In 1991, LL Cool J rocked MTV Unplugged, rapping to the audience, “Don’t call it a comeback.” He didn’t wish to dwell on the flops of the past or to jinx the future.
Today, three companies – Best Buy, Delta Airlines, and General Motors – could say the same thing. Only a few years ago, each was dismissed and left for dead. But each has since come back and now stand as the turnaround story of 2013.
How did they do it?
Turnarounds of the magnitude that are occurring at Best Buy, Delta, and GM are no simple, quick, or easy thing. But these comebacks have three things in common, and each element is required for success:
Accepting that disruption in their industries has created a new normal.
Repositioning the core business, even if it means getting smaller.
Investing in new business models based on consumer insights.

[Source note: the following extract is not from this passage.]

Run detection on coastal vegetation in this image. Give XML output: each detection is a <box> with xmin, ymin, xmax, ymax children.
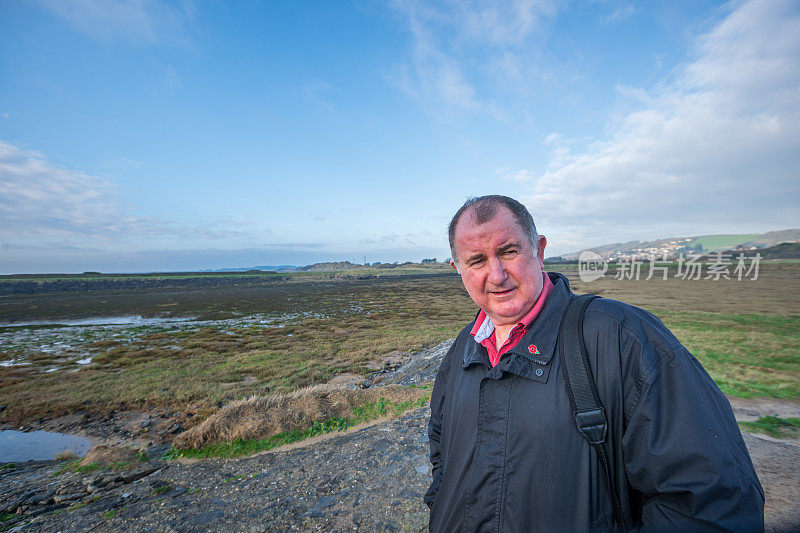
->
<box><xmin>0</xmin><ymin>261</ymin><xmax>800</xmax><ymax>456</ymax></box>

Cost cutting is only one part of the story. Yes, GM shut down plants, Best Buy closed stores, and Delta eliminated routes. But all three companies also embarked on a strategic plan of retooling the old while inventing new growth opportunities based on fresh insights about customer needs. Let’s take a look at all three elements:
Accepting Disruption as the New Normal
In 2011, Best Buy’s CEO Brian Dunn was blaming the company’s lackluster performance on “industry headwinds,” a phrase many people considered a euphemism for Amazon. Consumers had quickly adopted the habit of “showrooming” – visiting Best Buy stores to do research and try products, then making their purchases online. Critics predicted that the electronics retailer would go the way of Circuit City.